Автор работы: Пользователь скрыл имя, 02 Июля 2012 в 16:53, контрольная работа

Краткое описание

Широко дискутируемая в современной философской литературе тема fin du siecle — очередного “кризиса” философии и гуманитарных наук на рубеже столетий — нашла свое преломление и в творчестве американского философа-прагматиста Ричарда Рорти, профессора гуманитаристики университета Вирджинии.
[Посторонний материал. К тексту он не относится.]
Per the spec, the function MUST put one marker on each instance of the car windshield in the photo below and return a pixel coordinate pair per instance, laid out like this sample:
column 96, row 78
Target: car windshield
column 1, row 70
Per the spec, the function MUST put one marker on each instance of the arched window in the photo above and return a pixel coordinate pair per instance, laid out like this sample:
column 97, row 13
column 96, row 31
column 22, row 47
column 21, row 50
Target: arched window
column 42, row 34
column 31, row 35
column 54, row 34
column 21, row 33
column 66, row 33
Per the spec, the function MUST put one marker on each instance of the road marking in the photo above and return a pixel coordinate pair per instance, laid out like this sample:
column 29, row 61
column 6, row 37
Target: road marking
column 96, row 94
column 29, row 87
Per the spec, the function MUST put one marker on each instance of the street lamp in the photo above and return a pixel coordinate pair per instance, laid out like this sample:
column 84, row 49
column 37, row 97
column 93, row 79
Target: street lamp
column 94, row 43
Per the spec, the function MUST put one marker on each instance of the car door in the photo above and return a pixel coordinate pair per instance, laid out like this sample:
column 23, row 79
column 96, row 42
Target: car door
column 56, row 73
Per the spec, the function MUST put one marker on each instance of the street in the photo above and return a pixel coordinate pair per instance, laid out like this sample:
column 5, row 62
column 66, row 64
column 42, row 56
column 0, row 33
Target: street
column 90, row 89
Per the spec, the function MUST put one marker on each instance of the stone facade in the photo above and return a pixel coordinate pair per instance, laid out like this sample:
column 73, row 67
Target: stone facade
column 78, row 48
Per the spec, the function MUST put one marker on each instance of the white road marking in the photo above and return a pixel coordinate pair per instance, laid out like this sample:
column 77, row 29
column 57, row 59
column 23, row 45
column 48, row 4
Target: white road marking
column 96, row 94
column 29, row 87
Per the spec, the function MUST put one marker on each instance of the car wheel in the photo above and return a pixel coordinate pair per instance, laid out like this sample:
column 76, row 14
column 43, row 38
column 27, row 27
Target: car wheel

Сочинения Рорти последних лет[1], в которых даётся радикально-критическая оценка нынешнего состояния западной философии и выдвигается оригинальный проект её “реконструкции” — замещения эпистемологии литературной критикой — довольно нетипичны (как по содержанию, так и по форме) для англосаксонской аналитической традиции и представляют собой специфический “продукт” так называемой “постмодернистской эпохи”.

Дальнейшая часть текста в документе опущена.